Micro Magic in Sunnyvale, California, has already claimed that its RISC-V processor design was the fastest, but in an interview with eeNews Europe Mark Santoro, CEO of Micro Magic, said the processor core had also been designed so that it can operate down to at least 350mV, near the threshold voltage of the manufacturing process. 

This allows a sacrifice in performance to achieve considerable power savings. At 1.1V the RISC-V core operates at a clock frequency of 5.1GHz and consumes about 500mW. At 350mV the core can still be operated at a clock frequency of 1GHz and consumes just 10mW.

Micro Magic has chosen the CoreMarks benchmark from Embedded Microprocessor Benchmark Consortium (EEMBC) as a measure of performance. At 5.1GHz the processor achieves 13,333 CoreMarks and at 1GHz it achieves 2,500 CoreMarks.This gives CoreMarks per watt figures of merit of 26.6k CoreMarks/W at 5.1GHz and 250k CoreMarks/W at 1GHz. This means by reducing the voltage to a third and the clock frequency by a factor of five a power efficiency increase of more than 9 can achieved.

Micro Magic has made these measurements on real silicon manufactured using a multiproject wafer run. And no “binning” of chips was used in the benchmarking so the same chip can achieve both 5.1GHz (500mW) at 1.1V and 1GHz (10mW) at 350mV. This opens up the prospect of dynamic performance-power scaling.

Next: What foundry? what process?


However, the company has declined to say what manufacturing process or foundry manufacturer has been used. The company has said the design uses a FinFET process and that it examined physical design kits (PDKs) from three leading foundries seeking the broadest compatability before selecting one for manufacturing.

The process is likely to be somewhere between 20nm and 10nm and from one of Globalfoundries, Samsung, SMIC and TSMC. Intel also manufactures using FinFET processes but is thought to have abandoned foundry business.

China’s SMIC entered mass production at 14nm in 4Q19 and the company specifically advertises the ability to support ultra-low working voltages and to operate cores with three different threshold voltages.

Santoro also points out that Micro Magic’s design bridges both the high performance computing demands of the datacenter and the low power consumption needs of the smartphone. These are the primary application fields for chip companies using leading-edge 7nm and 5nm manufacturing processes. However, the open-source RISC-V architecture has yet to make significant in-roads in either application sector.

The chip demonstrates what the design house and its tools can achieve.
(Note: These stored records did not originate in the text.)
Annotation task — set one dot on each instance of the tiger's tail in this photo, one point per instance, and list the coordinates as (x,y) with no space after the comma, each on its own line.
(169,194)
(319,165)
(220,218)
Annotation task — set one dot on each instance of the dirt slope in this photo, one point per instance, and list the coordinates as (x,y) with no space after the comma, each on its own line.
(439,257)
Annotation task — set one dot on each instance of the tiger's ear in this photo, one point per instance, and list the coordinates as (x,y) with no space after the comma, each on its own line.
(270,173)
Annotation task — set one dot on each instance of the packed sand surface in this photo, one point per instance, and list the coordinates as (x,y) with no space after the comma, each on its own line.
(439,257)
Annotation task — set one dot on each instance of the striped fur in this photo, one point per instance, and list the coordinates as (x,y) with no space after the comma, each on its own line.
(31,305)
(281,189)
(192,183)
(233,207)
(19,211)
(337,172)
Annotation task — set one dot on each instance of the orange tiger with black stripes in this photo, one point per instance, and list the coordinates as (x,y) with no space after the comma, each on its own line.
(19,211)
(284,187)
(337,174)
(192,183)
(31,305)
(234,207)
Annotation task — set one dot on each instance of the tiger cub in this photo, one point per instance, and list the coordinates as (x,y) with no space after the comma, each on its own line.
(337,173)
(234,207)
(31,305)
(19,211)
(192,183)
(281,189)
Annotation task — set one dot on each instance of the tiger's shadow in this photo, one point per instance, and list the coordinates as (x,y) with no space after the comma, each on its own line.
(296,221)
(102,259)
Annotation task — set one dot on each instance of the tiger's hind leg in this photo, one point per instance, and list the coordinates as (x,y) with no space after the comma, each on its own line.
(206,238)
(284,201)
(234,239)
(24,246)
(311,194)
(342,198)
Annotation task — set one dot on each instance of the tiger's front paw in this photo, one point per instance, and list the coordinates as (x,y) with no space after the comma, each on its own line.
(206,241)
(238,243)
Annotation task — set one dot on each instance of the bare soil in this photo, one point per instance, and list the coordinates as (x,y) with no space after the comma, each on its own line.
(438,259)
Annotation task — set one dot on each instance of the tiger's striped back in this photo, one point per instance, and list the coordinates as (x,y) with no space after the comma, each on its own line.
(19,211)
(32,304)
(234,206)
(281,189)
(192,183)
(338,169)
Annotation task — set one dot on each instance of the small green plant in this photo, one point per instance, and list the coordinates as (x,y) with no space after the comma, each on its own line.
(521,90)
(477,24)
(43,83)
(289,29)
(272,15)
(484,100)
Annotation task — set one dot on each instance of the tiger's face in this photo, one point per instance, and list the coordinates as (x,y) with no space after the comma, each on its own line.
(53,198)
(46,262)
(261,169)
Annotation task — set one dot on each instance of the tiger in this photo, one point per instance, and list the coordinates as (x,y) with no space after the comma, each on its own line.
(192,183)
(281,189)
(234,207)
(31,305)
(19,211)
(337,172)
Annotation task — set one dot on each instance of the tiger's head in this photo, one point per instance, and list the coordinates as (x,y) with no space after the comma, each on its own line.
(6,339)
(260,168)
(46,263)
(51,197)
It is thought to be a “calling card” design to help the company transition into intellectual property core licensing; the business model pioneered by ARM. However, in the interview Santoro said that decision is pending other developments.
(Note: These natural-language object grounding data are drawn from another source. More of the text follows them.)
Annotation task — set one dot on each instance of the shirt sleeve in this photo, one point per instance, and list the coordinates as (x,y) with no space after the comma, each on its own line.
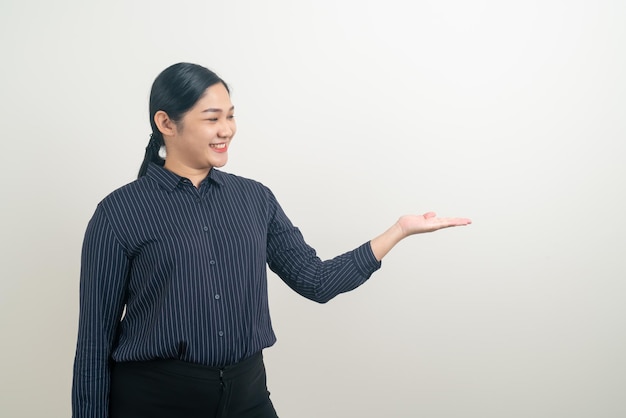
(298,265)
(104,271)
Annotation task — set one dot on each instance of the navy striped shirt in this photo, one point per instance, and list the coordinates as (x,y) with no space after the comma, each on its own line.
(171,271)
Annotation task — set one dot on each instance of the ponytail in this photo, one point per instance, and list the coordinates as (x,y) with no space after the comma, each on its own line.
(175,91)
(152,153)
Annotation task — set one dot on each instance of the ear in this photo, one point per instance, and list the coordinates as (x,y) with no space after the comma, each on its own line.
(165,124)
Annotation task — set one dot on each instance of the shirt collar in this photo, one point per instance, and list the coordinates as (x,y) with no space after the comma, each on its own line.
(169,180)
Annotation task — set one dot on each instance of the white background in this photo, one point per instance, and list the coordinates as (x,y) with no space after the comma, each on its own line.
(353,113)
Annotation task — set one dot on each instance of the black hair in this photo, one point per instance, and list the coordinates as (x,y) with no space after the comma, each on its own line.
(175,91)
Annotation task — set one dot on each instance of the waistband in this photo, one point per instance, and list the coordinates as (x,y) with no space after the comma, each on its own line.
(199,371)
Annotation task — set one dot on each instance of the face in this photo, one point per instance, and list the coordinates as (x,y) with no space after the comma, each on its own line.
(201,139)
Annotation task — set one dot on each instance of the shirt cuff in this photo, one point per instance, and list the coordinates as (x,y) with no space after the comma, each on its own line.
(365,260)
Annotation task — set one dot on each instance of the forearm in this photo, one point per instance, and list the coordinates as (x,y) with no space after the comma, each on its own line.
(382,244)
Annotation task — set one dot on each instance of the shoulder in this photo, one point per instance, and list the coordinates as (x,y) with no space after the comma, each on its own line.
(236,182)
(131,194)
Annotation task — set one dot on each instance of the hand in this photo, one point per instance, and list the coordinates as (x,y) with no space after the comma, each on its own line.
(428,222)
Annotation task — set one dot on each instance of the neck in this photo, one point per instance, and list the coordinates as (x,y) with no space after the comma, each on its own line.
(194,174)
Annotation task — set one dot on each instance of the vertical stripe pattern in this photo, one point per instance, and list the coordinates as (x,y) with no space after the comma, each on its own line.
(171,271)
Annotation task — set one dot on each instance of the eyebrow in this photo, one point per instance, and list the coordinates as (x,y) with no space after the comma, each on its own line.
(212,109)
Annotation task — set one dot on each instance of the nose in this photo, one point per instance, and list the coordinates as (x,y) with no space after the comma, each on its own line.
(226,129)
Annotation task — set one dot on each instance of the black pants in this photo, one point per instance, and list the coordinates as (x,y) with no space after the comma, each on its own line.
(176,389)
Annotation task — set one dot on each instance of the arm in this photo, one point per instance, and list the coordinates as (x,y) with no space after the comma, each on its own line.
(104,267)
(410,225)
(298,265)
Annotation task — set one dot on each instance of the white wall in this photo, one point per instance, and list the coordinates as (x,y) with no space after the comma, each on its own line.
(353,112)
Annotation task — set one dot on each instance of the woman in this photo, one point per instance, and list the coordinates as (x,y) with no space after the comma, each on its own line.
(173,303)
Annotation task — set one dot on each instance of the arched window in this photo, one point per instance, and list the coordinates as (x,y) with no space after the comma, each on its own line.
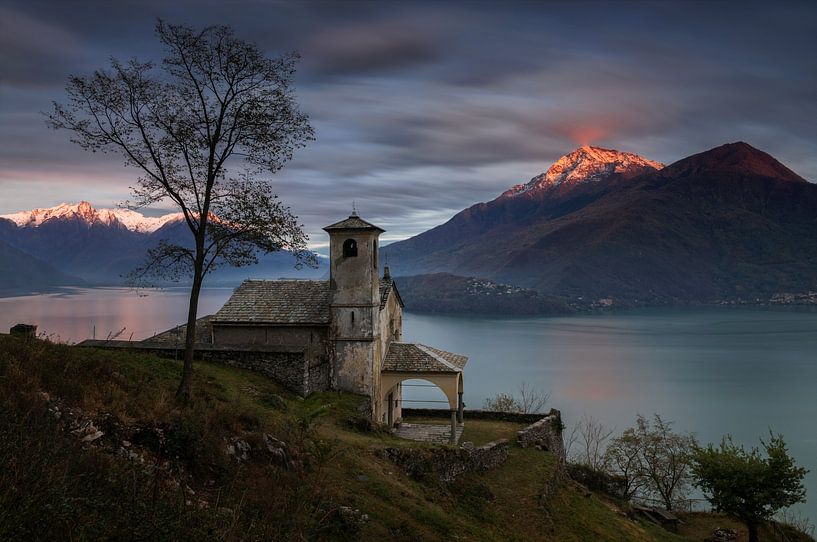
(349,248)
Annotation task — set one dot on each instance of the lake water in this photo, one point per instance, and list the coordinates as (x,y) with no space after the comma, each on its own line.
(713,371)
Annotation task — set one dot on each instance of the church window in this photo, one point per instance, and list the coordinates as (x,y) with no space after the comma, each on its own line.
(349,248)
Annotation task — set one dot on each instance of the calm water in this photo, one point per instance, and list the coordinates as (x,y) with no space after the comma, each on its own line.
(712,371)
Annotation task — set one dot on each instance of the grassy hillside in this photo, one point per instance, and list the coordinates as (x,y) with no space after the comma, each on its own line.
(165,472)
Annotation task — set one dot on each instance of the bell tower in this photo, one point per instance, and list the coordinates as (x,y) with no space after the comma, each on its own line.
(354,286)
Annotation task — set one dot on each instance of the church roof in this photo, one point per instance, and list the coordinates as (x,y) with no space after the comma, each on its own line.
(354,222)
(285,302)
(419,358)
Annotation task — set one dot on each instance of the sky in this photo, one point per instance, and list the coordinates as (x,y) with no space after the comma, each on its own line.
(422,109)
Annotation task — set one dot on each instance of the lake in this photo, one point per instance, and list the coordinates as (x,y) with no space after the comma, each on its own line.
(713,370)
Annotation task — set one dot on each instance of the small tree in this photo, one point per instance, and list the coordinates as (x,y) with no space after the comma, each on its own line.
(747,485)
(529,400)
(653,460)
(665,459)
(586,443)
(623,457)
(213,100)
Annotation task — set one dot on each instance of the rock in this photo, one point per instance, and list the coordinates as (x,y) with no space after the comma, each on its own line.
(92,436)
(723,534)
(239,449)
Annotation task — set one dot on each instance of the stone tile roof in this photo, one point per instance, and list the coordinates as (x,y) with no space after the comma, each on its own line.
(419,358)
(386,287)
(277,302)
(354,222)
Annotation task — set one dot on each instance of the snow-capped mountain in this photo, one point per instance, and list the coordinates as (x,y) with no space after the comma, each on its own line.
(587,165)
(101,246)
(83,211)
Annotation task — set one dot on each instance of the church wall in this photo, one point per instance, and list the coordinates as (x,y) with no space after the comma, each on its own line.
(314,371)
(269,335)
(391,329)
(353,371)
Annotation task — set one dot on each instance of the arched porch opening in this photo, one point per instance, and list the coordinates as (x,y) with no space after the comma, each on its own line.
(449,392)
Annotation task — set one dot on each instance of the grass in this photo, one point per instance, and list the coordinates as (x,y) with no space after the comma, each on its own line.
(52,486)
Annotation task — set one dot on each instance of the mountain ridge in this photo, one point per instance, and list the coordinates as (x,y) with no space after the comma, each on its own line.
(84,211)
(725,223)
Micro Magic was co-founded by Santoro and Lee Tavrow in 1995. Santoro had gained experience previously working at Weitek, Apple Computer and Sun Microsystems and Tavrow at Digital Equipment Corp. and Sun Microsystems. The team had experience in designing fast-access SRAMs and developed specialized design tools for timing-driven layout and datapath optimization. This lead to Micro Magic being acquired in December 2000 by Juniper Networks Inc. for $260 million. The founders of Micro Magic restarted the company in 2004 and have been working in EDA tool licensing and design services since then.